Edit 7/31/2013: Additional notes from Glace

Oh, hey, it’s my doll. I didn’t expect that, hehe. I’m super flattered! And thanks for the post, I’m still experimenting with different ways to seal. I have some additional notes:

  • I didn’t notice tackiness on the MH heads I sponged the varnish on at all. I tried brushing it on a Barbie once, though, and that got a little messy. Your brushed results look a lot better!
  • I’ve tried using Liquitex Matte Medium too. That is very tacky, but takes watercolor pencils better than my Zoukeimura spray sealant. I use the varnish on top.
  • With the gargoyle, I didn’t water the varnish down at all and sponged it on straight with makeup sponges. With newer projects, I’ve watered it down with retarder and lightly rubbed it on in circles with the sponge. It comes out really smooth this way. http://www.flickr.com/photos/glaceleau/8954858921/
  • I used an airbrush with the medium once too. WAY tacky and kind of shiny, even with spray sealant on top. http://www.flickr.com/photos/glaceleau/8954859009/
Glace

To see more of Narcissa, check her out at the gallery here. She’s also available at Etsy.

This Post Has 17 Comments
  1. These work by brushing or air brushing? I am wanting to do this because I am sensitive to toxic stuff and haven’t even painted on a doll yet, but I have been sewing just waiting for the right time to paint.
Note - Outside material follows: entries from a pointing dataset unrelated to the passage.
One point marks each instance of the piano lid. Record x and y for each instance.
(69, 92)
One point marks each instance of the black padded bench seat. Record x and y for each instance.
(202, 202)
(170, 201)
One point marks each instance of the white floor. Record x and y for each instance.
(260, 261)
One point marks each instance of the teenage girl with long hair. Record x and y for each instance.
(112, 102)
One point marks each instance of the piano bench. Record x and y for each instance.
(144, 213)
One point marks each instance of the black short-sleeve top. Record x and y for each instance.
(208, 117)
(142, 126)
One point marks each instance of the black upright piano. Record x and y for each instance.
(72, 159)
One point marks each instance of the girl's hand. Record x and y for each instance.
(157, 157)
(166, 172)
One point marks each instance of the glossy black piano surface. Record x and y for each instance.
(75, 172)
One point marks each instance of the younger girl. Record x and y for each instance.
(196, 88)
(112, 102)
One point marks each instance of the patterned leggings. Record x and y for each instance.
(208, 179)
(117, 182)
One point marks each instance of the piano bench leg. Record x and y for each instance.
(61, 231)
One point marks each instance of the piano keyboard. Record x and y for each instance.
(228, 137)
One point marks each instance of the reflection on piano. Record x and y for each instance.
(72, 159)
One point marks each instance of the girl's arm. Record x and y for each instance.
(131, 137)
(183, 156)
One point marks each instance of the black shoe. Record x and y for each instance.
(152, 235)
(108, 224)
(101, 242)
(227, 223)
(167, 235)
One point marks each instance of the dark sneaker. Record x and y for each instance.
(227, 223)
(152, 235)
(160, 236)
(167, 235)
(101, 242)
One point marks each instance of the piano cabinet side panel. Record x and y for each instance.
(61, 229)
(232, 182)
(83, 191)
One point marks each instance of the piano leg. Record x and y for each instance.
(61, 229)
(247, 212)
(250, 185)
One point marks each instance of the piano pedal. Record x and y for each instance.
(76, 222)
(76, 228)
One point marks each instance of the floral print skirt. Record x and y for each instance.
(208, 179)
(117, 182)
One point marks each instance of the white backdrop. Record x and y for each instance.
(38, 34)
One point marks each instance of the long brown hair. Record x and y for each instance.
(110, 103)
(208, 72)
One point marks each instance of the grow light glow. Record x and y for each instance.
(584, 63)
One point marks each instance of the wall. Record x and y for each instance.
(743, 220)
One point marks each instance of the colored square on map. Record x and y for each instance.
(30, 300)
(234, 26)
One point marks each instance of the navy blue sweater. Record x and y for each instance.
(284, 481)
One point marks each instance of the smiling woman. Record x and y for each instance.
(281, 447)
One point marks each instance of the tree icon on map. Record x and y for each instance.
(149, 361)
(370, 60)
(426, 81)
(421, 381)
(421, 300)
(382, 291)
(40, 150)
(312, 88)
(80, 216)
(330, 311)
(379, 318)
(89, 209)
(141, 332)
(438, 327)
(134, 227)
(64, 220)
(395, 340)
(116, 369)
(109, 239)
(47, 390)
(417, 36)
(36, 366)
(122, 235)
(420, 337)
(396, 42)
    1. There’s an example of an airbrushed doll (by Nicole) and by brushing (by Glace). The one featured in the article that I worked on was a mixture of both.

  2. Interesting read! Could you recommend if this can also be used on resin BJD?
    Or even on vinyl dolls, if it is removable, e.g. with acetone?
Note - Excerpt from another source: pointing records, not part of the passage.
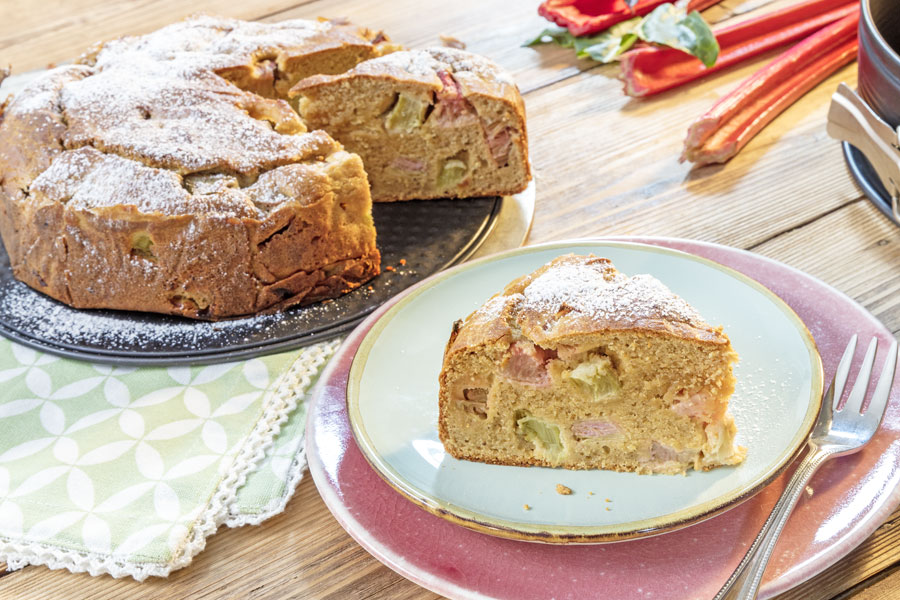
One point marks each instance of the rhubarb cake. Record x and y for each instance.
(168, 173)
(580, 366)
(430, 123)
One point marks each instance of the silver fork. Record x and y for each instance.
(837, 432)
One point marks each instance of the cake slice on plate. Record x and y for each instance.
(579, 366)
(431, 123)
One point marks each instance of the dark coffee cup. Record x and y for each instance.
(879, 58)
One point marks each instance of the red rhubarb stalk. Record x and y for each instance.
(582, 17)
(736, 118)
(653, 69)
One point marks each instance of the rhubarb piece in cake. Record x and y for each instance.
(579, 366)
(428, 123)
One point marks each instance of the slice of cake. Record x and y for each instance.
(429, 123)
(579, 366)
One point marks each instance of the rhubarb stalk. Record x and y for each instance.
(736, 118)
(583, 17)
(653, 69)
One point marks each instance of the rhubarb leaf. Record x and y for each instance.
(558, 35)
(606, 46)
(669, 25)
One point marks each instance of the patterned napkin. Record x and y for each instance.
(127, 471)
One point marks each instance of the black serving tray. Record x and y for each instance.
(428, 235)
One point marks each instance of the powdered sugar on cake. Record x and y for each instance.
(599, 291)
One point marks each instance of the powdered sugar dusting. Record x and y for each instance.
(427, 62)
(595, 288)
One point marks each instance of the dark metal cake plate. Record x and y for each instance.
(864, 174)
(416, 239)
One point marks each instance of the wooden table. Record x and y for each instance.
(604, 165)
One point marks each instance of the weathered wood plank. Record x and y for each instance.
(863, 263)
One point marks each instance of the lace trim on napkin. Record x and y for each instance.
(275, 413)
    1. I wouldn’t. I don’t think acetone is good for a lot of BJD brands and sometimes what’s ok or not varies on different types of BJD dolls. I haven’t tried it myself so if you try it, it would be extremely experimental. You should probably share your findings with the community if you do. Lots of people will appreciate it.

    2. I’ve tried this method on my resin girl. I used Matte as the bottom sealants and then varnish to finish. I used Rubbing alcohol to remove it, but I love Winsor&Newton brush cleaner, it works so well with removing it. I’ve also heard Winsor&Newton is good for ABS plastic dolls, I don’t know about vinyl though. I plan to try this method on my ABS girl soon.

    1. An airbrush mimic’s the effect that a spray sealant does but you can brush on a sealant just like what I did for this experiment.

      Airbrush will allow you to use pastels so that they won’t smudge.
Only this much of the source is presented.